Scott Ruigh Mazzur, 46, a senior research scientist and head of the viral epidemiology section of the American Red Cross Blood Services Laboratory in Bethesda since 1973, died of cancer Friday at Georgetown University Hospital.

Dr. Mazzur, a microbiologist and immunologist, was a specialist on hepatitis B (Australia antigen). Her research on the epidemiology of hepatitis in the Solomon Islands for about seven years laid the foundation for her work at the laboratory. There she applied results of her studies of a tropical population with a relatively high incidence of the disease to American carriers of the virus.

In 1966, Dr. Mazzur earned a doctorate in microbiology from the University of Pennsylvania for her studies on interferon, an antiviral drug now being tested as an anticancer agent. She then became director of a viral diagnostic laboratory for the New Jersey State Department of Health.

She joined the Institute of Cancer Research in Philadelphia in 1969, where, as a research assocaate, she worked with Dr. Baruch S. Blumberg, a geneticist whose work on hepatitis B earned him the 1976 Nobel Prize for medicine. He had discovered the Australia antigen in 1963 and later linked it to hepatitis.

Dr.
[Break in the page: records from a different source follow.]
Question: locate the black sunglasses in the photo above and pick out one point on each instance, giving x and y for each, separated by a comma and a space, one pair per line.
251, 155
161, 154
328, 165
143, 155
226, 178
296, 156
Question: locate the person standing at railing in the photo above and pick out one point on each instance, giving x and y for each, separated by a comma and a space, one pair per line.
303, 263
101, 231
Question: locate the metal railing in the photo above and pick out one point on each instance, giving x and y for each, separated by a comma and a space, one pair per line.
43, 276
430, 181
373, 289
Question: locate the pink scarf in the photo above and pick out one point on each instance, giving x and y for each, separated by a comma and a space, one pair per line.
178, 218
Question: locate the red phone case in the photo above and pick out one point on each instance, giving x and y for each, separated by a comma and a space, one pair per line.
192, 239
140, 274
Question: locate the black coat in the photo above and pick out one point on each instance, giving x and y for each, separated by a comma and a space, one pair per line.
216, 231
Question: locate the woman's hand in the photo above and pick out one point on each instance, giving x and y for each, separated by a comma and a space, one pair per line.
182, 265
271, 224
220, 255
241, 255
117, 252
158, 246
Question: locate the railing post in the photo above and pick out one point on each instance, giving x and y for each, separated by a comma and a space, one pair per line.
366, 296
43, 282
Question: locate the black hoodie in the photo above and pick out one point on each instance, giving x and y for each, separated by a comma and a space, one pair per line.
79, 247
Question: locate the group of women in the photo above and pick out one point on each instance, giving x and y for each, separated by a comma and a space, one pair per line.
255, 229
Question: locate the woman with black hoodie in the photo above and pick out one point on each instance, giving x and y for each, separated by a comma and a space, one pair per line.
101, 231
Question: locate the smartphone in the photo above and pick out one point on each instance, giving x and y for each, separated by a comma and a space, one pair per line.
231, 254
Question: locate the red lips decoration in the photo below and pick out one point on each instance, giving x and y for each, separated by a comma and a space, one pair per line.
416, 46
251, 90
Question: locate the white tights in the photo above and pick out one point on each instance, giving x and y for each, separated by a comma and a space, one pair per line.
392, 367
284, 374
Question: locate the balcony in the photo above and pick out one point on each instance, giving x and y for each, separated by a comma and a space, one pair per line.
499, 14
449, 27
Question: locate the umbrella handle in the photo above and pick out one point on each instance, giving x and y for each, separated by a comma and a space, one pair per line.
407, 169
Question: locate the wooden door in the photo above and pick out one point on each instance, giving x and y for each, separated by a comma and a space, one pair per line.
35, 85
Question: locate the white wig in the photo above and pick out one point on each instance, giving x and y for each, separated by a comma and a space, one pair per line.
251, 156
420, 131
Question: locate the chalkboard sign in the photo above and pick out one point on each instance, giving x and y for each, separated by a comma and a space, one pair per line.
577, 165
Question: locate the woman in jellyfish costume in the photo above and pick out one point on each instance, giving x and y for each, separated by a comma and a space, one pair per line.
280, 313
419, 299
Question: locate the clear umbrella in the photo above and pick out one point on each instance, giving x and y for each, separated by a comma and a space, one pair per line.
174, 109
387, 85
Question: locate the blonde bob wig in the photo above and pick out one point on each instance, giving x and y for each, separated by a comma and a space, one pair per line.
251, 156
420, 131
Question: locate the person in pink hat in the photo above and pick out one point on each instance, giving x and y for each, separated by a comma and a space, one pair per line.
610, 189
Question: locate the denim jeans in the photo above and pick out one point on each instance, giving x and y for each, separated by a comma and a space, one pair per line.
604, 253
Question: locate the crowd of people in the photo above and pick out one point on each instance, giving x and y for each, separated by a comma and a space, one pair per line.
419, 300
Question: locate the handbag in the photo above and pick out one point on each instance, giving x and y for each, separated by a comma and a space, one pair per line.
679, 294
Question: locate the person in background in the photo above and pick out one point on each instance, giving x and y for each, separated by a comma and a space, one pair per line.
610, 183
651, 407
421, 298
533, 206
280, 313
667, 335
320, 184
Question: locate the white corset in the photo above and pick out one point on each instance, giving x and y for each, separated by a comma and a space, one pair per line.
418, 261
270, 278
Mazzur was responsible for establishing a viral diagnostic laboratory in the Dominican Republic and initiated testing of blood donors for hepatitis in the Solomon Islands medical department.

She was born in Princeton, N.J., and earned a bachelor's degree from Rutgers University in 1957.

She was a member of the American Association for the Advancement of Science and the American Association of Microbiologists.

Her husband, Robert, died in 1977.

Her survivors include two children, Anna and Frank, and a sister, Pamela Ruigh, all of the home in Potomac, and her parents, Dr. William L. and Mary Ruigh, of Washington.

The family suggests that expressions of sympathy be in the form of contributions to the Washington Cathedral Building Fund.